Florida Tech Cybersecurity Team ‘Reigns Supreme’ After Finishing No. 1 in the Nation Back-to-Back Years

By  //  December 18, 2022

team finished first place with 100% accuracy and 2,755 pts out of 3,000

Florida Tech’s cybersecurity competition team is ending the year on top. The L3Harris Institute for Assured Information FITSEC team is the No. 1 ranked cybersecurity team in the nation, according to the National Cyber League. (Florida Tech image)

BREVARD COUNTY • MELBOURNE, FLORIDA – Florida Tech’s cybersecurity competition team is ending the year on top. The L3Harris Institute for Assured Information FITSEC team is the No. 1 ranked cybersecurity team in the nation, according to the National Cyber League.

The team also ranked first in 2021.

Centered on the biannual National Cyber League competition, the Cyber Power Rankings feature the top 100 schools in the NCL. After a stellar showing at the Fall 2022 competition, FITSEC was the best.

The team “reigned supreme,” according to the NCL news release, coming in first place with 100% accuracy and 2,755 points out of 3,000 total points.
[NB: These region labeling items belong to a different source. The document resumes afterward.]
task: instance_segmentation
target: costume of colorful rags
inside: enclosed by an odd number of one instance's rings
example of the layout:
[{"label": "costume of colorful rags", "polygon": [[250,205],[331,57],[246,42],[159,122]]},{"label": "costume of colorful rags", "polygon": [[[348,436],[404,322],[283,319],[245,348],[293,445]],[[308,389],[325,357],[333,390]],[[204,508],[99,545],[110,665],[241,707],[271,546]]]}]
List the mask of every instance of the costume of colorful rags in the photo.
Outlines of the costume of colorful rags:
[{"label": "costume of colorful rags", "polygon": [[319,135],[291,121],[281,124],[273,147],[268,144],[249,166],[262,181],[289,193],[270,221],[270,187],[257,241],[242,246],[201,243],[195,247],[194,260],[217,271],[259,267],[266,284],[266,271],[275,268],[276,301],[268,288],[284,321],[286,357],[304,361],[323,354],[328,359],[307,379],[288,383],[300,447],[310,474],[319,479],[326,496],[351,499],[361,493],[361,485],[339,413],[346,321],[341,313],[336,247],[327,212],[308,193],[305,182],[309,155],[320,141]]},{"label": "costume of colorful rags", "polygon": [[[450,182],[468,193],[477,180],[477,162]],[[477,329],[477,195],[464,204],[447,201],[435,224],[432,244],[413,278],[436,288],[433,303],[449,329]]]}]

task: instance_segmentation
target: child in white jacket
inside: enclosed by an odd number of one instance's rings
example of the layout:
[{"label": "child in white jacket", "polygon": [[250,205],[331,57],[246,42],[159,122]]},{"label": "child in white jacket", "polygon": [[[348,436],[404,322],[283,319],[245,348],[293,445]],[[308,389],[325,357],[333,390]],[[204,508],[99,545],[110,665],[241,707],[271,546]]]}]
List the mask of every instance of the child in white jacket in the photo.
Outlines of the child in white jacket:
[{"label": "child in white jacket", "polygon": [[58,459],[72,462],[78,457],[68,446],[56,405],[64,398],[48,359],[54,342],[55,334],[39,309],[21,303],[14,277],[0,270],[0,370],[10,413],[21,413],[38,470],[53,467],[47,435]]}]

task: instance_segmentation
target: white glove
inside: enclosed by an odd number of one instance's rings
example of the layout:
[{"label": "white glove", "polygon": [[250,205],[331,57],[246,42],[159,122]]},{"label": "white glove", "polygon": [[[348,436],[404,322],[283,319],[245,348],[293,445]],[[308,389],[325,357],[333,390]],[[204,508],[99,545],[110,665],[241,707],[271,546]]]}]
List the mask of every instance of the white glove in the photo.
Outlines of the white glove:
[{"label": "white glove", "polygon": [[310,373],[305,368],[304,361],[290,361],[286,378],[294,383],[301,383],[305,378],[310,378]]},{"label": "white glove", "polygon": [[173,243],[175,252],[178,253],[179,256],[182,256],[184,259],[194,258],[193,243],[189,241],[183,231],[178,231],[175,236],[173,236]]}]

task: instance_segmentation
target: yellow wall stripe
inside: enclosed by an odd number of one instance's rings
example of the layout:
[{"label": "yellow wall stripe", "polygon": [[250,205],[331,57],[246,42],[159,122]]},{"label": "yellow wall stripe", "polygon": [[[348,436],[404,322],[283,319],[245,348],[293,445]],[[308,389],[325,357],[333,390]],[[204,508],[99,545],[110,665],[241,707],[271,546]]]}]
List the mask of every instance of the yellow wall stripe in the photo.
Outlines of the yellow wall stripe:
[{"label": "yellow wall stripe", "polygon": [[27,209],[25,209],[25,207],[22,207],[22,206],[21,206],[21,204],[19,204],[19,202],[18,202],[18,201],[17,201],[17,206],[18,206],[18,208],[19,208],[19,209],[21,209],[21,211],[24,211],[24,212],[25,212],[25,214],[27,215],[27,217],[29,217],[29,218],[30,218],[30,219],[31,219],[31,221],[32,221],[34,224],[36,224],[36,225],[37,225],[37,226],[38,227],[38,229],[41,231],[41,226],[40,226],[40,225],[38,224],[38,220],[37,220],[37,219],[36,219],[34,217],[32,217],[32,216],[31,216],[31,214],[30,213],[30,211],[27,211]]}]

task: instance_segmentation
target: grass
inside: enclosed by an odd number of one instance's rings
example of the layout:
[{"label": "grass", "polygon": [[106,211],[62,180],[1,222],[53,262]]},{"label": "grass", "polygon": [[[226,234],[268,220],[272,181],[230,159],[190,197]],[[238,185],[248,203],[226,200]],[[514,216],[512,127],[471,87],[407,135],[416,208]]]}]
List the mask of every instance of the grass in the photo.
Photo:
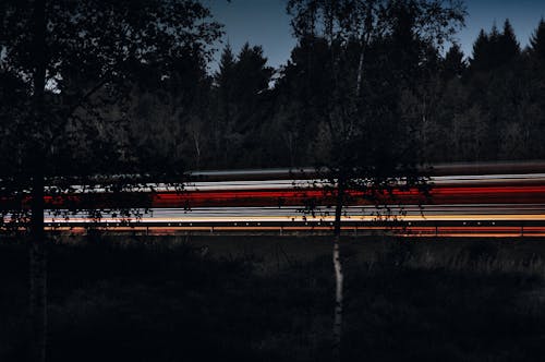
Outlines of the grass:
[{"label": "grass", "polygon": [[[50,361],[328,361],[328,238],[58,242]],[[347,238],[346,361],[535,361],[545,245]],[[0,243],[0,360],[25,355],[26,248]]]}]

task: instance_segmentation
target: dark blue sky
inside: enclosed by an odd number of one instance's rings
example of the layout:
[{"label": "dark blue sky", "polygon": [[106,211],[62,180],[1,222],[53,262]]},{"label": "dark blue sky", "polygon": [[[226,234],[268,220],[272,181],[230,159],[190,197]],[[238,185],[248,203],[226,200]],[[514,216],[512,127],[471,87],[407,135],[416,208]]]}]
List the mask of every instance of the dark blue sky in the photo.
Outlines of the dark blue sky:
[{"label": "dark blue sky", "polygon": [[[204,0],[204,3],[225,25],[223,41],[229,41],[234,51],[249,41],[263,46],[269,65],[286,63],[295,44],[286,14],[286,0]],[[489,31],[494,22],[501,28],[508,17],[520,44],[525,46],[540,19],[545,16],[545,0],[467,0],[465,5],[465,27],[457,36],[465,56],[471,56],[481,28]]]}]

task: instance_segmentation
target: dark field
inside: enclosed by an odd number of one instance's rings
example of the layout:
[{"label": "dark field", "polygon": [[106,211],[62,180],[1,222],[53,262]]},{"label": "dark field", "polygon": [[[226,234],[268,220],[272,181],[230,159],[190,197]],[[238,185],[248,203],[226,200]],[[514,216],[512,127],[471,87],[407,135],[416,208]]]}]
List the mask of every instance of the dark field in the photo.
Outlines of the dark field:
[{"label": "dark field", "polygon": [[[545,243],[347,238],[344,361],[536,361]],[[51,361],[328,361],[326,237],[49,249]],[[0,241],[0,361],[24,359],[27,251]],[[190,359],[191,357],[191,359]]]}]

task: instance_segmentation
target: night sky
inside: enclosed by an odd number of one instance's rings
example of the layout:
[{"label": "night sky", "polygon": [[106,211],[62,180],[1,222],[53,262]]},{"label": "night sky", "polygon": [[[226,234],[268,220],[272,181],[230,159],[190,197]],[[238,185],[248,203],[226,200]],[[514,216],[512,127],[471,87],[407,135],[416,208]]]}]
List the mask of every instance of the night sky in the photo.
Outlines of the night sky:
[{"label": "night sky", "polygon": [[[204,0],[214,16],[225,25],[223,44],[229,41],[234,51],[250,41],[263,46],[269,65],[279,67],[288,60],[295,44],[291,36],[290,17],[286,14],[287,0]],[[467,0],[465,27],[458,40],[465,56],[471,56],[473,41],[481,28],[489,31],[494,22],[501,29],[508,17],[521,46],[545,16],[545,0]],[[219,45],[221,48],[222,45]],[[216,55],[219,58],[219,52]],[[211,70],[217,68],[216,64]]]}]

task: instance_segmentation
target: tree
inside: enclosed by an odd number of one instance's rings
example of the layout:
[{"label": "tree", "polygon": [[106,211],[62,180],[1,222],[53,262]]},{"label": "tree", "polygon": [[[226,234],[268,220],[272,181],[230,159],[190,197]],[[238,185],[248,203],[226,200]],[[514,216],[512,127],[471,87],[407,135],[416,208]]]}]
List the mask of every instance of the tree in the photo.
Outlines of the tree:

The next closest team had 94% accuracy.

The Fall 2022 competition included 7,500 students from 470 high schools, colleges and universities representing all 50 states.

“Everyone wants a chance to learn how much their hard work has paid off. National Cyber League allows students to compare their progress against their peers on a national stage,” said TJ O’Connor, assistant professor and chair of the cybersecurity program and faculty advisor for FITSEC .

“To be the best, you have to beat the best. But there’s no rest: Next semester will be twice as hard as other participants double their efforts to beat us. This healthy competitiveness only helps to make our students and our peers better as we grow stronger together.”

Student Curtice Gough, who solved the final challenge at the Fall competition with just seven minutes remaining, said NCL was instrumental in his journey to becoming a cyber warrior.

“NCL is what got me started in cyber,” he said.

“One of my classmates recommended that I sign up last fall, and I really enjoyed it. Going through NCL’s Gymnasium practice challenges taught me enough to get started, and I changed my major to computer science with a cybersecurity concentration the following semester.”

The NCL competition enables students to prepare and test themselves against practical cybersecurity challenges they will likely face in the workforce, such as identifying hackers from forensic data, pen-testing and auditing vulnerable websites, recovering from ransomware attacks, and additional cyber skillsets.

Organizers say the competition allows students to put their classroom learning to the test.

“The NCL gives students real-world cybersecurity exercises that represent the work that professionals do on a daily basis, so they are equipped to demonstrate their skills to an employer,” said Franz Payer, CEO of Cyber Skyline, a cloud-based cybersecurity skills evaluation platform that works with NCL to operate the competition. (Florida Tech image)

“The NCL gives students real-world cybersecurity exercises that represent the work that professionals do on a daily basis, so they are equipped to demonstrate their skills to an employer,” said Franz Payer, CEO of Cyber Skyline, a cloud-based cybersecurity skills evaluation platform that works with NCL to operate the competition.

“When they go to an interview and are asked, ‘Do you know how to identify a hacker using log files?’ they can say, ‘Yes, and let me tell you how I did that during NCL.’ That experience becomes invaluable when applying for jobs.”

Launched in 2019 by student and US Army veteran Josh Connolly and a few of his computer engineering peers, FITSEC has grown to include over 80 students.

The team is championed by Executive Vice President and Provost Marco Carvalho, who provides support and funding as executive director of the L3Harris Institute of Assured Information. FITSEC has become a top national team since its creation, with multiple first-place and top-10 placements.

The team draws its ranks from Florida Tech’s cyber operations curriculum, which O’Connor, a retired U.S. Army lieutenant colonel, established in 2019. O’Connor was joined by Sneha Sudhakaran, an expert in mobile security and forensics, as a co-coach of the team this year.